Film expérimental | 16mm | noir et blanc | 23:0 | USA | 2020

"He began to recognize that motion pix could be used as a medium to reveal the supernatural and underworld. He found the calling for which he had been born. He found that film could summon up the un-born imagination...he had a glimpse of how to emerge as the artist he always felt was within him" - Stan Brakhage Revelations is a continuation of what I call my "City Symphony" series. This works includes footage that was shot from the late 90s to the present. My filmmaking is inspired by filmmakers such as Dziga Vertov, Joris Ivens, Walter Ruttman and Robert Fulton.
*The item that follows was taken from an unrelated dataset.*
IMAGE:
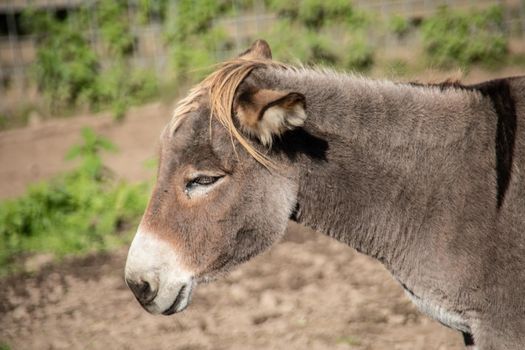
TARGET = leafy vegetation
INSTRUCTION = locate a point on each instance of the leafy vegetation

Dominic Angerame's works search for unfamiliar views of seemingly familiar things: cities, landscapes, faces, and bodies. The filmmaker's desire to make everyday images "strange" at the editing table, to learn to see them fresh and to estrange them from our senses, makes his films seem-in all the different social realities they contain-always distanced as well, as if they led to another world beyond the concrete, beyond time and defined space. In Angerame's films, which pay homage to films from early cinema and the classic avant garde to American underground films of the 1960s and 70s and non-narrative films of the present day, an amazingly comprehensive history of the "visionary" moving image is always present. It may be that precisely his refusal to adopt a signature style has diminished the immediate influence of Angerame's films; however, Angerame's decision to work "universally," not to be swayed by considerations of the art market, and to experiment with very different styles increases the pedagogical worth of his films. It's not surprising to learn that Angerame, born in 1949, teaches at several American schools in addition to having served as the executive director of the American avant garde distribution center Canyon Cinema from 1980 to 2012. His films testify to an encyclopedic knowledge of film-and also his desire to satisfy, with his own audio-visual offerings, the very different desires of his audience.